Forgive as God has forgiven you. * Forgive us as we forgive others.
When I wrote this reflection on August 11th, the Gospel of the day was from Matthew 18. Peter asked Jesus how many times he must forgive. Jesus answered “seventy times seven times” and told the parable about the king who, moved with great compassion, forgave a huge debt owed him by his servant. The servant, however, showed no compassion toward a fellow servant who owed him a small amount of money, choking him instead and putting him in jail. This story begged the question from the king: “Should you not have had pity on your fellow servant as I had pity on you?”
There is a book by Pope Francis entitled The Face of God is Mercy.The number 7 in the scriptures represents an infinite number telling us that God’s mercy has no limit. It challenges us to offer the same compassion and forgiveness to others in God’s imperfect family. The simple truth is we can never become the image of Christ we are meant to be if we refuse to forgive others in our lives.
In his book and video series, Catching Fire, Becoming Flame, Franciscan Fr. Albert Haas tells us that Jesus objected to the understanding of justice found in first-century Judaism: “an eye for an eye, a tooth for a tooth,” which is still seen in our world today when violence begets violence and revenge is the response to personal or communal hurts. For Jesus, there is a form of compensation given to the accused, not received by the accuser, because God has already granted it: forgiveness. Colossians 3:13 says it, “Just as the Lord has forgiven you, so you also must forgive.”

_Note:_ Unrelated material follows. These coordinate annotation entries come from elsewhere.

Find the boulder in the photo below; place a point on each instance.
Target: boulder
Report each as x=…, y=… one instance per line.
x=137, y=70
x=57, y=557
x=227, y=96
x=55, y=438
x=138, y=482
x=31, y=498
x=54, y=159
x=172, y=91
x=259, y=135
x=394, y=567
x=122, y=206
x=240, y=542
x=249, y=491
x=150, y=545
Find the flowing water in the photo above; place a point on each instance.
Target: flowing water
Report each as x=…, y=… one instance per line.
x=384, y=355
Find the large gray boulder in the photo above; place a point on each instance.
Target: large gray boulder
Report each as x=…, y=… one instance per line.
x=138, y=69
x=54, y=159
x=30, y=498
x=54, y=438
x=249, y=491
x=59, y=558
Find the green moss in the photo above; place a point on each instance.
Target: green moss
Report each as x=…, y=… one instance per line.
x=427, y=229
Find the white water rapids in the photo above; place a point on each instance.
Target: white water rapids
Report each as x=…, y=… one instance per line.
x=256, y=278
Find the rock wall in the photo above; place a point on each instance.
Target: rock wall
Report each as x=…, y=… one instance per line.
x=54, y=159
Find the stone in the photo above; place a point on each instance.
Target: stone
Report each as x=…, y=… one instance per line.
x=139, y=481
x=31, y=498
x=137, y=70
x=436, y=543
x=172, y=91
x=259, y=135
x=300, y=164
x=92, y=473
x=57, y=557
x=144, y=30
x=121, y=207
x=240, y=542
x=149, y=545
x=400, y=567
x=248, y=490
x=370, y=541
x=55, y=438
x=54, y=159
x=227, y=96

For Fr. Haase “Forgiveness is the limitless choice not to pick the scab, not to become entangled in the grudge, not to stoke the fires of anger and resentment by hugging the hurt or announcing it to others.” In reality, forgiveness is for ourselves; it frees us from the negativity that weighs us down, consumes our energy, binds us to our past, consumes our focus. Our pain eats us up spiritually while it has no effect on the person who caused it. Forgiveness gives us the ability and power to let go because we are better than our human reactions to hurt and betrayal.

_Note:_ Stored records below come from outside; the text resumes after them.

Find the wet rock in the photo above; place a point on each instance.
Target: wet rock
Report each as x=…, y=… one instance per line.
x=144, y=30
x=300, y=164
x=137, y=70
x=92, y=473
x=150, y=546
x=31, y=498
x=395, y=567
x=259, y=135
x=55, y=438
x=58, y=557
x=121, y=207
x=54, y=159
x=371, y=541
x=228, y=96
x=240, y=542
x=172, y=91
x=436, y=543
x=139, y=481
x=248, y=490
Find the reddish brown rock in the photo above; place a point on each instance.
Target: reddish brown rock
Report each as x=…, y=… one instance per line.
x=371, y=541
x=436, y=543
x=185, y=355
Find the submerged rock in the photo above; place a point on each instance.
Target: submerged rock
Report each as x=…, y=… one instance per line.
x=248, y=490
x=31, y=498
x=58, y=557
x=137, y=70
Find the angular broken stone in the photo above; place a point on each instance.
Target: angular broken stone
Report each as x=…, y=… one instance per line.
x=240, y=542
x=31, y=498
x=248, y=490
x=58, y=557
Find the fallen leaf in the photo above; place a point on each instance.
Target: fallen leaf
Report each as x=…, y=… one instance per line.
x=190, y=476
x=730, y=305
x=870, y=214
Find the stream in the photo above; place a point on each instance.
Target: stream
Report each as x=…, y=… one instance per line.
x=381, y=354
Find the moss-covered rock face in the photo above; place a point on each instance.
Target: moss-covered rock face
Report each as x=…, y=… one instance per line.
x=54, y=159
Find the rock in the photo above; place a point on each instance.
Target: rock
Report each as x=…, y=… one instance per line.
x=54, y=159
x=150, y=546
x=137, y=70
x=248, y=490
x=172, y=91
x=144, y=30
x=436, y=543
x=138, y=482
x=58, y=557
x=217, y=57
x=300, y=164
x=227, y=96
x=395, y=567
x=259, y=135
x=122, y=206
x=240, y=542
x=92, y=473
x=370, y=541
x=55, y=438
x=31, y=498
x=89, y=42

A fifth grader in the parish school came to tell me she wanted to be baptized. As I prepared her for the sacraments of initiation, bonds of affection and mutual respect grew between us. The night before I was about to present the Sacrament of Reconciliation, her mother called to tell me that she and her husband were asked to foster this child for adoption in order to remove her from a horrific situation in another state. The little girl made these parents promise they would never tell anyone about the life she had endured; I came to believe that she was a victim of human trafficking. The next day when I talked with her about forgiveness, she said, “Some people don’t deserve to be forgiven!” I shared with her the wisdom of a wise retreat director: 1) Some people don’t deserve to be forgiven; but we do it anyway so we can move on to peace and healing. 2) It doesn’t mean we have to be friends. 3) It doesn’t mean what happened was okay or that we ever have to let it happen again. 4) It doesn’t mean the offender has to apologize or we have to offer forgiveness in person. 5) It doesn’t mean we have to forget what happened; in fact, remembering affords us protection in new situations. 6) Sometimes “the seventy times seven times” means we have to forgive the same thing over and over again, especially when we want to take it back or something triggers the memory. The recommitment we make to this gift of forgiveness shows the depth of our soul and the intention of our heart. The most sincere compliment I ever received came from this little girl in a homemade thank you card she gave me after she celebrated her Baptism, Reconciliation and First Communion. She drew a picture of a 6-petal daisy with words above that said, “This is what you are.” On each petal she printed an attribute she ascribed to me: kind, smart, pretty, happy, nice and loving. But in the middle, printed in capital letters, she wrote the word that touched my heart: TRUSTABLE!